This project is a Spring Batch application designed for asynchronous and distributed processing of CSV files.
The main goal of this application is to build a robust and scalable batch processing system. The workflow is as follows:
- File Upload: Users upload a CSV file through a REST API.
- File Storage: The uploaded file is temporarily stored in the local file system. In a production environment, this would be replaced with a cloud storage solution like Amazon S3.
- Job Queuing: A new batch job is created, and a message is sent to a queue. For development, a database-backed queue is used. In production, this will be a message queue like Amazon SQS.
- Asynchronous Processing: A separate process listens to the queue and processes the jobs asynchronously.

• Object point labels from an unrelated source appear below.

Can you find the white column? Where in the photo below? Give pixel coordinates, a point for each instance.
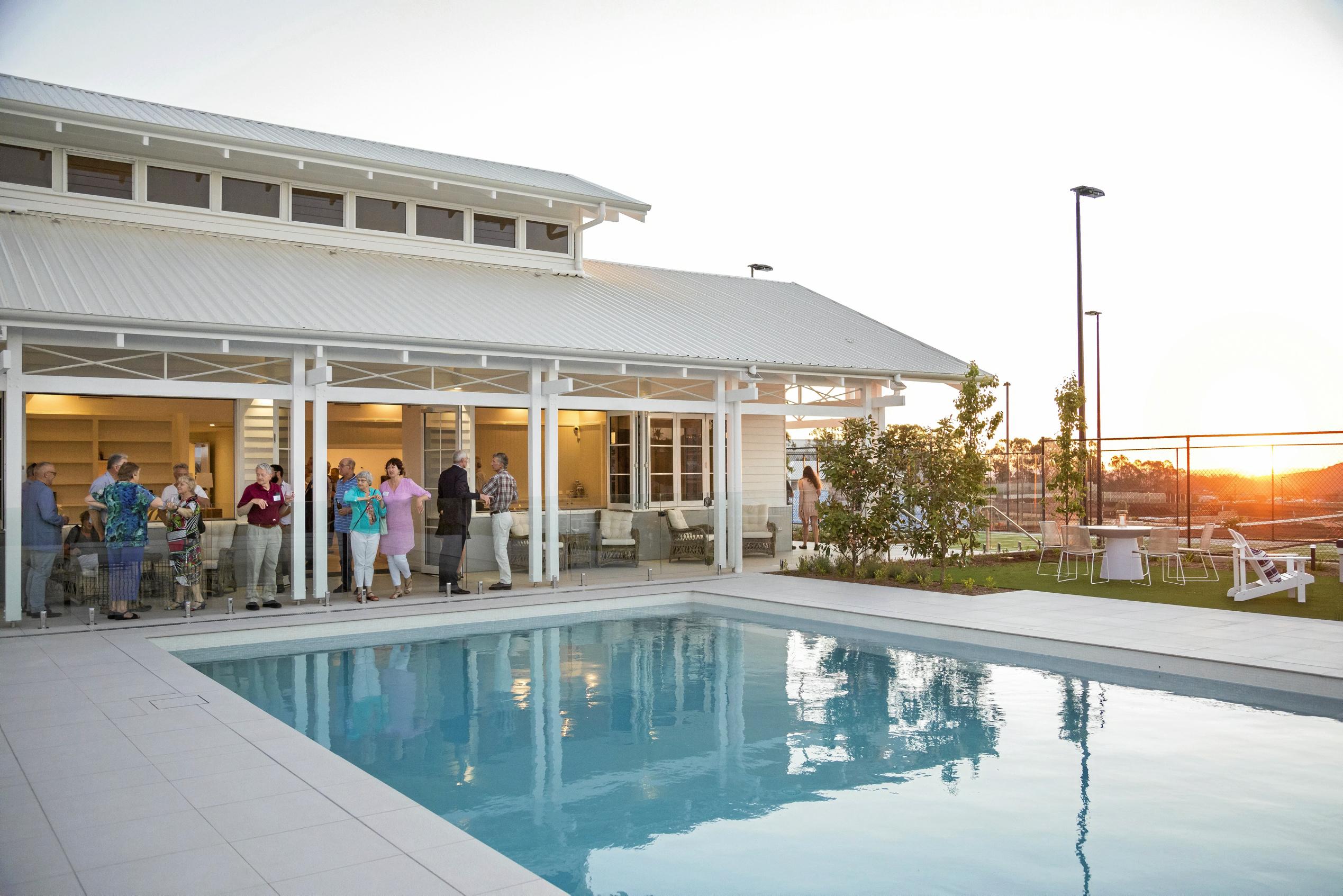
(735, 497)
(14, 448)
(720, 475)
(320, 481)
(533, 476)
(297, 461)
(552, 487)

- Distributed & Resilient Processing: The system is designed to be distributed, ensuring that multiple instances can process jobs concurrently without overlap or duplication.

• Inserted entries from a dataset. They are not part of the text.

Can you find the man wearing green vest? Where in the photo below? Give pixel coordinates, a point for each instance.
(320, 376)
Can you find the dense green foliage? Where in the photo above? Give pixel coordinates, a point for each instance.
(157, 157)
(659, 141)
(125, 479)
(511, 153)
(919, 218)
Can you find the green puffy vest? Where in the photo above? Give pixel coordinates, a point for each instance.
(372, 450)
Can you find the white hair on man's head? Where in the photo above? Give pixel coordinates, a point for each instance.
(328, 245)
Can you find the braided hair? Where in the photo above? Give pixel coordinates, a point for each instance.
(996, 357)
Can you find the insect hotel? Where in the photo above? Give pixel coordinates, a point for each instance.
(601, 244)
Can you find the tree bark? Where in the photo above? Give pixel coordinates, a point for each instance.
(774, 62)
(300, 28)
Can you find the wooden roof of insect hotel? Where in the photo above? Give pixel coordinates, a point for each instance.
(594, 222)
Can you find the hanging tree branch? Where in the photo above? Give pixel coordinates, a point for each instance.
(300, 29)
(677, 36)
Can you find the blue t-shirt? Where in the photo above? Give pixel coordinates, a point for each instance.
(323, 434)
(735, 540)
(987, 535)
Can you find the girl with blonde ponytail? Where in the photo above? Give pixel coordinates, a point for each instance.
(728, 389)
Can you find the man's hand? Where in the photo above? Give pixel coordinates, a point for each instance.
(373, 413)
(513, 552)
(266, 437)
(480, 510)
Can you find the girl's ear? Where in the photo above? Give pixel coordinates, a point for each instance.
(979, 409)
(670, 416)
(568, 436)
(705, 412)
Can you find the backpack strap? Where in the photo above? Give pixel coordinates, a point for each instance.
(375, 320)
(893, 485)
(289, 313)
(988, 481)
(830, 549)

- Spring Boot: For building the web application and REST APIs.
- Spring Batch: For the core batch processing logic.
- Spring Data JPA: For database interactions.
- Local File Storage: For storing uploaded files during development.

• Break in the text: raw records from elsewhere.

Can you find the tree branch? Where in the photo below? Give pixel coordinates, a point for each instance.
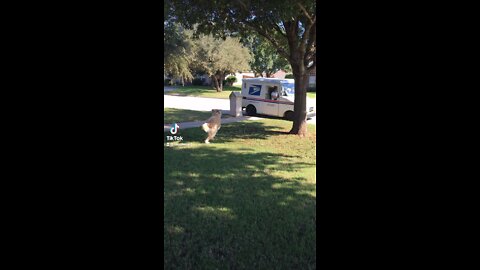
(314, 64)
(312, 21)
(274, 42)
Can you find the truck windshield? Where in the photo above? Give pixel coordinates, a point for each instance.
(289, 88)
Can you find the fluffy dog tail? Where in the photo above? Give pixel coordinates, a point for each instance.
(205, 127)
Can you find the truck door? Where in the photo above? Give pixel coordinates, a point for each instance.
(272, 92)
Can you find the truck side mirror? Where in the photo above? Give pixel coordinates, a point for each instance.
(274, 95)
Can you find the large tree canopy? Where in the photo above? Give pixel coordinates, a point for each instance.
(290, 26)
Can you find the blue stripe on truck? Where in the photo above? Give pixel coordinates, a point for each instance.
(269, 100)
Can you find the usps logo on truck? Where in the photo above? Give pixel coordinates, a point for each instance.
(254, 90)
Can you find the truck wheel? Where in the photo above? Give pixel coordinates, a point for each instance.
(289, 115)
(251, 110)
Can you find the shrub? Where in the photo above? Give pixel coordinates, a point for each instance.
(198, 81)
(231, 79)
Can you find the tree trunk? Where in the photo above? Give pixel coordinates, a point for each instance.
(300, 114)
(215, 83)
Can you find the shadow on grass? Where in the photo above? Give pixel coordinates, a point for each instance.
(231, 210)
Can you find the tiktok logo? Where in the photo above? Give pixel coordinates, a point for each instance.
(174, 128)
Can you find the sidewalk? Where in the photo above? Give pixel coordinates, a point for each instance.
(198, 124)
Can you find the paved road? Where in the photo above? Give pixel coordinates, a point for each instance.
(202, 104)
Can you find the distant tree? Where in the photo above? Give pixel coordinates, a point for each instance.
(177, 52)
(290, 26)
(265, 58)
(218, 57)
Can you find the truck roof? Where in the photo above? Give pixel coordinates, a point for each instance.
(269, 80)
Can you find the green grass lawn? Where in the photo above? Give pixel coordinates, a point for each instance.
(245, 201)
(171, 115)
(204, 91)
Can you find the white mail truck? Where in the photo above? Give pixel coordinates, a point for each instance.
(271, 96)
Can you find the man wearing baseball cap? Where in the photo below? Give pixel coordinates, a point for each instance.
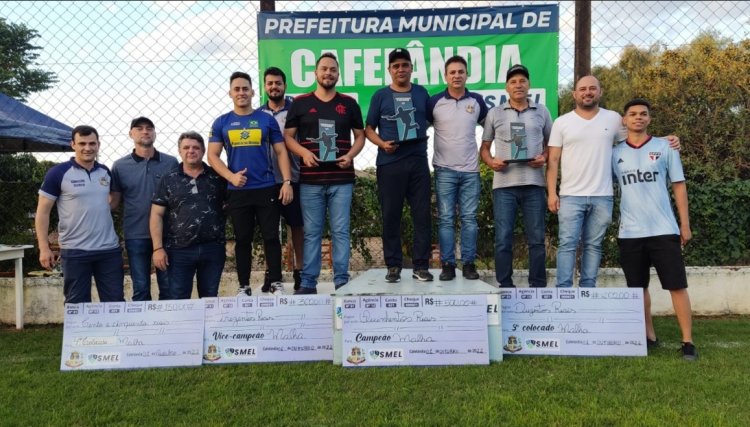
(520, 129)
(135, 177)
(397, 124)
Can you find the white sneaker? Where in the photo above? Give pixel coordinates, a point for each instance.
(277, 288)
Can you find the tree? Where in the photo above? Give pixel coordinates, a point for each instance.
(17, 56)
(699, 91)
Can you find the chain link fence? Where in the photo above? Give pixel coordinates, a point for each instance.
(170, 61)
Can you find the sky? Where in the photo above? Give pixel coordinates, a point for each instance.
(171, 60)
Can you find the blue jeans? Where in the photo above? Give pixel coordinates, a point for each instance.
(533, 204)
(106, 267)
(406, 179)
(453, 187)
(203, 260)
(139, 260)
(583, 219)
(337, 201)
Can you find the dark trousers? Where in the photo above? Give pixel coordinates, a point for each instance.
(246, 209)
(106, 268)
(205, 261)
(406, 179)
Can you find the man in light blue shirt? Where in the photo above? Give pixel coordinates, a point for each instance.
(455, 114)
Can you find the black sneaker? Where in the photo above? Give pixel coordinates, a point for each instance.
(267, 283)
(470, 271)
(449, 271)
(689, 352)
(394, 275)
(422, 275)
(305, 291)
(297, 274)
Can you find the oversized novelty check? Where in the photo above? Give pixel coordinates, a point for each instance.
(126, 335)
(414, 330)
(573, 321)
(281, 328)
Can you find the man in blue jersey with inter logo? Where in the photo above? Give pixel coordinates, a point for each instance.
(643, 166)
(397, 124)
(248, 136)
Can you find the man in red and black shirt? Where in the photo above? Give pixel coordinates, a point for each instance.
(319, 129)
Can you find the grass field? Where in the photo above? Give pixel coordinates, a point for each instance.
(661, 389)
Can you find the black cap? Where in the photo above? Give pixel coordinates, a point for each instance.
(398, 54)
(517, 69)
(141, 120)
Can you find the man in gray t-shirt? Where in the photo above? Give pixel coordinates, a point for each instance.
(520, 130)
(135, 178)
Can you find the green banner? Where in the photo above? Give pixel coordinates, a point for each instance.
(491, 40)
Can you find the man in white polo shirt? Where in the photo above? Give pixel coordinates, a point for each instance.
(580, 146)
(520, 129)
(88, 242)
(455, 113)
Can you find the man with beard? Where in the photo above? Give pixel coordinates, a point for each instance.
(135, 178)
(518, 126)
(321, 121)
(581, 141)
(249, 136)
(274, 82)
(397, 124)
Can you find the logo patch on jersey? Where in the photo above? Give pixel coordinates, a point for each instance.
(519, 148)
(404, 117)
(245, 137)
(326, 140)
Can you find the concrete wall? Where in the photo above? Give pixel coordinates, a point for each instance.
(713, 291)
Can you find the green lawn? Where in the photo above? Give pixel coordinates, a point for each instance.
(660, 389)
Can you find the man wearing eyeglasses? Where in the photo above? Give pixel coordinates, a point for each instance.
(134, 178)
(191, 197)
(397, 124)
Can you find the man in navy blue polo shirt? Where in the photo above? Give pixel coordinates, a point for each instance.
(397, 124)
(455, 113)
(135, 177)
(278, 105)
(88, 242)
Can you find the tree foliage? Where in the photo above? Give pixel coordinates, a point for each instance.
(700, 92)
(17, 57)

- Database Queue: A simple queue implementation using a database for local development.
- Asynchronous Processing: Jobs are processed in the background without blocking the user.
- Amazon S3: For scalable and durable file storage.
- Amazon SQS: For a fully-managed message queue to handle job distribution.
- Distributed Locking: To ensure that jobs are not processed by more than one worker at a time.
- Build the project:
mvn clean install
- Run the application:
java -jar target/demo-0.0.1-SNAPSHOT.jar
- Upload a file:
Use a tool like
curl
or Postman to send aPOST
request with a multipart file to the upload endpoint.